The first intentional message to other civilizations was beamed into the galaxy 50 years ago tomorrow. There wasn’t much to it – just 1,679 bits of data. When properly decoded, the message yields a picture – stick-figure outlines of a person and the message’s planet of origin, for example. The image also features the facility that beamed it into space: the giant Arecibo radio telescope, which collapsed a few years ago.
The Arecibo message was conceived by Frank Drake. He was a pioneer in SETI – the search for extraterrestrial intelligence. He’d conducted the first search for radio signals just 15 years earlier. One of his collaborators was celebrity astronomer Carl Sagan.

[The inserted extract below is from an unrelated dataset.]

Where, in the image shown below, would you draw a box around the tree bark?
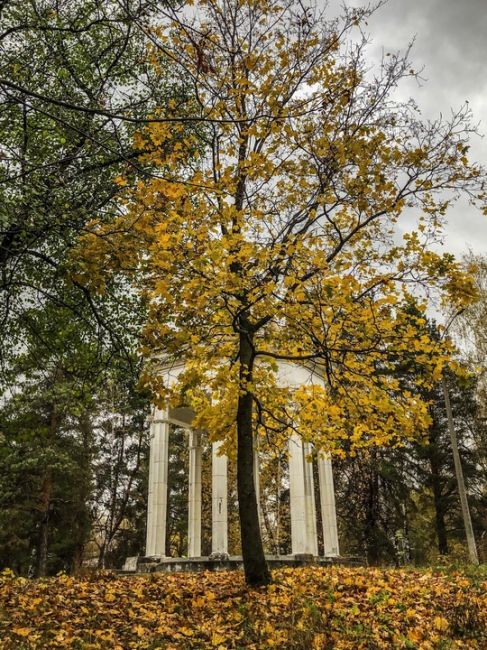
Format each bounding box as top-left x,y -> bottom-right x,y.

The message was intended primarily as a publicity stunt. Arecibo had just received a major upgrade, and astronomers wanted to show it off. So the message was transmitted just once – it wasn’t repeated.
Other messages have followed, from radio telescopes around the world. Today, though, scientists and others are debating the wisdom of alerting the rest of the galaxy to our presence. They wonder whether messages to the stars might bring an unpleasant response.
The target for the Arecibo message was M13, a giant star cluster in Hercules. It’s in the west-northwest at nightfall, and it’s an easy target for binoculars or a small telescope. But it’s so far away that the message won’t get there for another 25,000 years.